Twitter, Inc. (NYSE: TWTR) is the best and fastest place to see what’s happening and what people are talking about all around the world. From breaking news and entertainment to sports and politics, from big events to everyday interests. If it’s happening anywhere, it’s happening first on Twitter. Twitter is where the full story unfolds with all the live commentary and where live events come to life unlike anywhere else. Twitter is available in more than 40 languages around the world. The service can be accessed at Twitter.com and on a variety of mobile devices. For more information, visit about.twitter.com

Who We Are:

The Security Governance, Risk & Compliance is a team within the InfoSec organization. The team helps manage security risk & control programs that enable us to identify, prioritize and triage security risks in a manner that achieves company goals in a responsible and secure manner as well as proactively arranges work to protect customers and our business from current and emerging threats. We accomplish this through programs and processes that provide aggregate and targeted assessments of risk and control, capture, and monitoring of risk treatment decisions.

As Head of Security GRC, you will have two main responsibilities: acting as a Staff Member to Twitter’s CISO and leading the GRC organization. Below you’ll find detailed expectations about each respective responsibility. 

What You’ll Do:

CISO Staff Member

• As a direct report to Twitter’s CISO you will be responsible for contributing to CISO leadership initiatives that include but are not limited to: Strategy, Org Structure, People Agenda, Culture, Partnerships, etc

• Represent the SGRC business plan and provide relevant updates to the CISO in various formats (weekly status, quarterly reporting, board docs, etc)

• Support InfoSec S&O initiatives

SGRC Team Lead

• Accountable for:

  • People Management of SGRC team

    • Hiring new talent to the team; coaching and cultivating existing talent; managing goals and performance effectively. 

    • Advocating for the health of your team and championing inclusion and diversity. Building strong brand and perception of your team internally

    • Thoughtfully designing the org as it continues to grow

  •  Team Strategy

    • Scope the Product + Service catalogue of the

    • Set Objective Key Results and Milestones for the org and its members

    • Resource Planning

    • Establish strong communication norms and cadences to share information, provide status updates, and build a strong team culture

General Responsibilities

• Lead and build a consensus vision for the SGRC team; maintain that over time by calibrating and re-thinking possibilities
• Self-assess SGRC process maturity to understand where we are and where we need to go.
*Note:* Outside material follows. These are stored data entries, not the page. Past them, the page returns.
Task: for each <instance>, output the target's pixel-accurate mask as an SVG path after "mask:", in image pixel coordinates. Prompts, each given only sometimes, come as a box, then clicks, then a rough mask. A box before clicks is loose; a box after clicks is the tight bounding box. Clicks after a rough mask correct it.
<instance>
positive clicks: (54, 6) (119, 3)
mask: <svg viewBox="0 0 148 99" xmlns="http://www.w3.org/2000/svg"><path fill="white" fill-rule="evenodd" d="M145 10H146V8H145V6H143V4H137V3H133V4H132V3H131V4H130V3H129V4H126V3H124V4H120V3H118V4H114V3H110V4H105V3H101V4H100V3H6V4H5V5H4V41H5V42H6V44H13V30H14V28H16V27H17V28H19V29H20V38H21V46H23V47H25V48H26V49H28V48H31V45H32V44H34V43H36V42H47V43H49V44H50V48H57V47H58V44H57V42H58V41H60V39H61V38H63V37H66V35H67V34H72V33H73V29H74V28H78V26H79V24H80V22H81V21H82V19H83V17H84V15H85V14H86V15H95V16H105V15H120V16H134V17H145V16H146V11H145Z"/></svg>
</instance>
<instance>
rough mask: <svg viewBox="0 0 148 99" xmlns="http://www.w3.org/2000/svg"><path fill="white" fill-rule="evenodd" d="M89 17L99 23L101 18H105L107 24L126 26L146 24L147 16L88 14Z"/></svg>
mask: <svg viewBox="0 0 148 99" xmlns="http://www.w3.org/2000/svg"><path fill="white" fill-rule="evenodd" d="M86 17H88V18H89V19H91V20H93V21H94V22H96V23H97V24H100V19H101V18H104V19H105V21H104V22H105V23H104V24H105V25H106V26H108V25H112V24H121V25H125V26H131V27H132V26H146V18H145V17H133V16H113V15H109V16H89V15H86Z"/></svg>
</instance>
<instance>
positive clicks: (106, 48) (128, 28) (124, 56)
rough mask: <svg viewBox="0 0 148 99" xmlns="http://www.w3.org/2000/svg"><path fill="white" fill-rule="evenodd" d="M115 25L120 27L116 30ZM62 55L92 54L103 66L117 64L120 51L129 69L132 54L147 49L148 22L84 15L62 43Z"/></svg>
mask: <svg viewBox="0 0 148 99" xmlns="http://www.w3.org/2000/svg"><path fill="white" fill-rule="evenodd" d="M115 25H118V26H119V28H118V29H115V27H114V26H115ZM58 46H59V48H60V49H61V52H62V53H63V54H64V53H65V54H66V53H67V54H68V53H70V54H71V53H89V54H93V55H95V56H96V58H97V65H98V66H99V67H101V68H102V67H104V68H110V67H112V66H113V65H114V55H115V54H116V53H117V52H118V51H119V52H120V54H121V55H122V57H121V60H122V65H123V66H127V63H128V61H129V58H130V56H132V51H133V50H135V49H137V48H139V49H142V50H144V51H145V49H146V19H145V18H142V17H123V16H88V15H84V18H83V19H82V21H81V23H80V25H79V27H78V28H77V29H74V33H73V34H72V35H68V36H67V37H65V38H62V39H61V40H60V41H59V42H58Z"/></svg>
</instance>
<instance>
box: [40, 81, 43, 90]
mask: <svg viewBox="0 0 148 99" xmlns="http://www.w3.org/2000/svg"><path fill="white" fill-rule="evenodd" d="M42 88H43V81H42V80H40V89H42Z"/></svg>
Help leads fill in the solution(s) and path.
• Guide leads to build, scale, and maintain effective operations and program management processes to service the team and the company.
• Analyze team performance metrics to understand operational workload to identify areas for improvements and/or recognition of success. 
• Understand and remain apprised of emerging business needs related to governance, risk management, and compliance domains in an advisory capacity.
• Drive Enterprise Risk Management thinking while partnering with related teams such as Legal, Engineering, Compliance, Audit, IT, and Physical Security.
• Performance management of the team: regular performance check-ins, goal management, promotion readiness, and celebration of wins.
• Makes risk decisions for the business that do not require CISO involvement as defined by process thresholds
• Fosters and builds great partnerships with key leadership (e.g., Privacy, Compliance, CorpSec, Audit) to ensure we are getting signal on our performance and identify new opportunities

Ideal Candidate:

• Is seen as a Security GRC domain expert with proven accomplishments within complex industries and/or companies similar to Twitter

• Has built or operated GRC processes from scratch and can articulate the milestones to accomplish GRC goals to move us along our maturity curve

• Proven experience at making risk treatment (e.g. risk acceptance) recommendations / decisions that adequately protect the business and its customers as well as enable the business

• Understands and champions the value of hiring diverse and inclusive teams 

• Provide program management leadership for successful deployment of Information Security GRC programs and projects

• Build productive and positive relationships across the organization at all levels to drive influence

• Partner across the Information Security organization to provide high value portfolio, program and project management support for critical programs

Education and Experience:

• 15+ years of relevant work experience.

• 5+ years managing a team

• Ability to convert strategic concepts into execution in a pragmatic manner

• Direct experience in providing vision, leadership and execution of portfolio and program management in fast-paced, complex and emergent technology environments.

We are committed to an inclusive and diverse Twitter. Twitter is an equal opportunity employer. We do not discriminate based on race, color, ethnicity, ancestry, national origin, religion, sex, gender, gender identity, gender expression, sexual orientation, age, disability, veteran status, genetic information, marital status or any legally protected status.

San Francisco applicants: Pursuant to the San Francisco Fair Chance Ordinance, we will consider for employment qualified applicants with arrest and conviction records.